The battle between listening to your own body’s needs versus letting technology tell you what your body needs has begun. Call me a Luddite, but I side with your inner voice. When was the last time you wrote in a journal—dear diary—how you felt physically (energy levels), what you ate and your mood two-three hours later; or what you did for exercise (walking included) and used complete sentences? It sounds cheesy, but I’m serious. You owe it to yourself. Tracking calories from your Reese’s Peanut Butter Cup addiction in a food app is not going to solve your problems. Reflecting on how groggy you felt after eating the sugar bomb will.
Alas, a beacon of hope shines through with the Apple watch.

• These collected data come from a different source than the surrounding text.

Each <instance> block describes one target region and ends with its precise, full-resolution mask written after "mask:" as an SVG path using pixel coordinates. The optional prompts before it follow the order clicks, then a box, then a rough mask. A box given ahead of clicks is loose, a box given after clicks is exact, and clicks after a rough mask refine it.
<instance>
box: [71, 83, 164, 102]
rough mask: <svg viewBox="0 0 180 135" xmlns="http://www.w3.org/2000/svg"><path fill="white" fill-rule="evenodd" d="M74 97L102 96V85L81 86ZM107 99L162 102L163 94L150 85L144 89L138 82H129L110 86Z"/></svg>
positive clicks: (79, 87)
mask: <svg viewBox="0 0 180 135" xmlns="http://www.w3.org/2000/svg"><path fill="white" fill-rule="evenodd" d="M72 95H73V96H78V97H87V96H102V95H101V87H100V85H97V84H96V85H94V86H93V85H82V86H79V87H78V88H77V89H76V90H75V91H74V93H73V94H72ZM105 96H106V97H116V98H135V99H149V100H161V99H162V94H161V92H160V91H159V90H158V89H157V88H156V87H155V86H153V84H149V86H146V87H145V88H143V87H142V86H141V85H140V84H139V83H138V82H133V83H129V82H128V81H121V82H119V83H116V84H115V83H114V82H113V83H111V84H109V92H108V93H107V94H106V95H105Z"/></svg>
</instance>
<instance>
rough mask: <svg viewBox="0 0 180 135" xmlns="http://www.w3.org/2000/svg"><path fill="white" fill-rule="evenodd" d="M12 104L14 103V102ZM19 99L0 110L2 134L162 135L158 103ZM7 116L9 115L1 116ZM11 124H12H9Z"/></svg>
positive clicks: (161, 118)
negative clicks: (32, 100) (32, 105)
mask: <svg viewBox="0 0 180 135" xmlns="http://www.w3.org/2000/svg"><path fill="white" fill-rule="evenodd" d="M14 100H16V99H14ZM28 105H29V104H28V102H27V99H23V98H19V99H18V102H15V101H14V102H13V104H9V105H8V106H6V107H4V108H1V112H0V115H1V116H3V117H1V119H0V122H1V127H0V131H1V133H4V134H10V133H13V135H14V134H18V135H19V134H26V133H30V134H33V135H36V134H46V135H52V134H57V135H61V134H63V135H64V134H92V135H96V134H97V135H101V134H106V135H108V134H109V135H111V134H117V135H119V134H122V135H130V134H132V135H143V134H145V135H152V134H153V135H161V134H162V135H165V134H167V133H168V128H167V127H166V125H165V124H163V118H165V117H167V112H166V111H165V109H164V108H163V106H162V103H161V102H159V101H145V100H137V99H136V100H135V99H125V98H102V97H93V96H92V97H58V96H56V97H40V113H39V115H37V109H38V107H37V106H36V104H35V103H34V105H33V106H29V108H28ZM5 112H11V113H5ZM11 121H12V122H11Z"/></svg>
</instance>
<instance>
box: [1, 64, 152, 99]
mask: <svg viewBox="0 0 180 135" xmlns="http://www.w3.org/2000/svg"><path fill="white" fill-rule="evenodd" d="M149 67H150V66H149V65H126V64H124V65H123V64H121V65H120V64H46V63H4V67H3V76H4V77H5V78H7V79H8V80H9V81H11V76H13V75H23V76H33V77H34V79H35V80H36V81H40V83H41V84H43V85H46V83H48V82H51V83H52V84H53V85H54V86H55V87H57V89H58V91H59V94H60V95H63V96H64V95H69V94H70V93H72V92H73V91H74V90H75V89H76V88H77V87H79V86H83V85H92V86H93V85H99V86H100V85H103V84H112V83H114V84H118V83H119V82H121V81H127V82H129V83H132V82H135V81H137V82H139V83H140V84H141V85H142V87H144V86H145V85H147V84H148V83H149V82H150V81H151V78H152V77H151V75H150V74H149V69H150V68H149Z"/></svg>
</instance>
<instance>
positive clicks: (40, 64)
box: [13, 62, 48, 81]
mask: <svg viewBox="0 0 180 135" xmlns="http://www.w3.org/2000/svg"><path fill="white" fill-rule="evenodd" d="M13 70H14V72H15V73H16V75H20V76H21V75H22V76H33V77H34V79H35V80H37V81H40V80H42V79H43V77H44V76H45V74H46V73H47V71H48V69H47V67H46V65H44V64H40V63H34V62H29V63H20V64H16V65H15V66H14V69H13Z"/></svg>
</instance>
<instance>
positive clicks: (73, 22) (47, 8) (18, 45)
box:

Reason being, the Apple watch reportedly blends the quality of the movement (heart-rate?) paired with personalized reminders based on the S.M.A.R.T method. You set the parameters. The watch also relies on a larger variety of metrics and these data points could cultivate a better mind-to-body connection. Only time will tell, I’m still doubtful, but as my favorite Styx song suggests, “The problem’s plain to see: too much technology. Machines to save our lives. Machines dehumanize.”
We should be pursuing fitness activities not for the sake of pleasing the fitness app and hitting the numbers (nor to share the length of our run in Central Park) but because exercise makes us feel better, look better, and be better.
Put another way, occasionally cover the treadmill screen with your towel at the gym and listen to your body, not your app.